Case study
The Acquisition of Feng Shui Compass Company

by Prof. Ian H. Giddy, New York University

P. T. Fakawi Navigation was an Indonesian indiginous company based in Ujung Pandang on the island of Sulawesi. The company's business had originally been the manufacture and distribution of traditional Pacific island navigation tools that applied techniques developed by the Fakawi tribe of northern Sulawesi—hence the name. In recent years the Soegondho family, which owned 87% of the company, had diversified Fakawi's business into a wide range of marine supplies and small craft manufacturing. 

In late 1999 the company was evaluating a plan to acquire a Hongkong company, Feng-Shui Compass Co. The Director of Finance, Widjojo Nugroho, had recently been hired away from Bank Bumi Daya in Jakarta in order to bring modern financial management techniques to Fakawi and to prepare the company for an initial public offering.

A few months earlier, Nugroho had attended a course on corporate finance in Singapore, and he was determined to apply modern principles of valuation to to proposed acquisition. He estimated that the purchase of Feng-Shui would result in $25 million of incremental operating revenues for the Fakawi group in each of the first 5 years. However, Fakawi would have to assume Feng-Shui's existing debt and borrow another $23 million to finance the acquisition. This would, Nugroho estimated, result in $15 million of additional debt servicing costs per annum. Since interest and depreciation are tax deductable in Indonesia, the acquisition would generate approximately $5 million in tax shields each year. Nugroho decided to examine the deal on the assumption that Fakawi would to divest the target in year 6 for $100 million. 

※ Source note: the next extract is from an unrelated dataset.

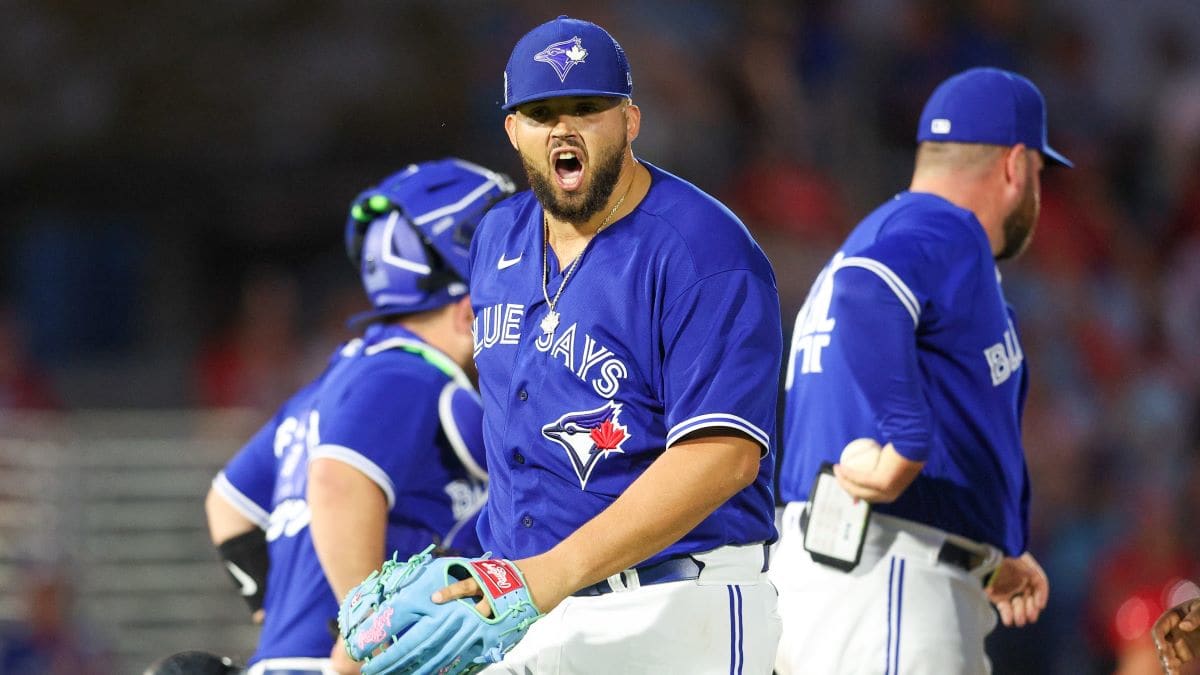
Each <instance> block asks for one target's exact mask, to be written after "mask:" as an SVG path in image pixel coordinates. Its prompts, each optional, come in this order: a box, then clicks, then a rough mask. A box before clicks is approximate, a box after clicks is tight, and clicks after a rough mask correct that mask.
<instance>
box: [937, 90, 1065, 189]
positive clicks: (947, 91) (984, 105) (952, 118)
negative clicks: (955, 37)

Since the Soegondho family had internationally-diversified investments, Nugroho felt the valuation should be done in the context of the more efficient U.S. market rather than the Jakarta exchange. He found that the risk-free rate, the Treasury note yield, was 6%, and the S&P expected return was 16%. Fakawi's Hongkong advisors, Jardine Fleming, estimated that Feng-Shui had a beta of 1.3 (again, measured with respect to the U.S. market). For their M&A advice, Jardines was charging a fee of 2% of the acquisition price. 


Assignment: What is the source of potential value creation in this acquisition? What was the maximum price that Fakawi should offer for Feng-Shui? How should the acquisition be financed?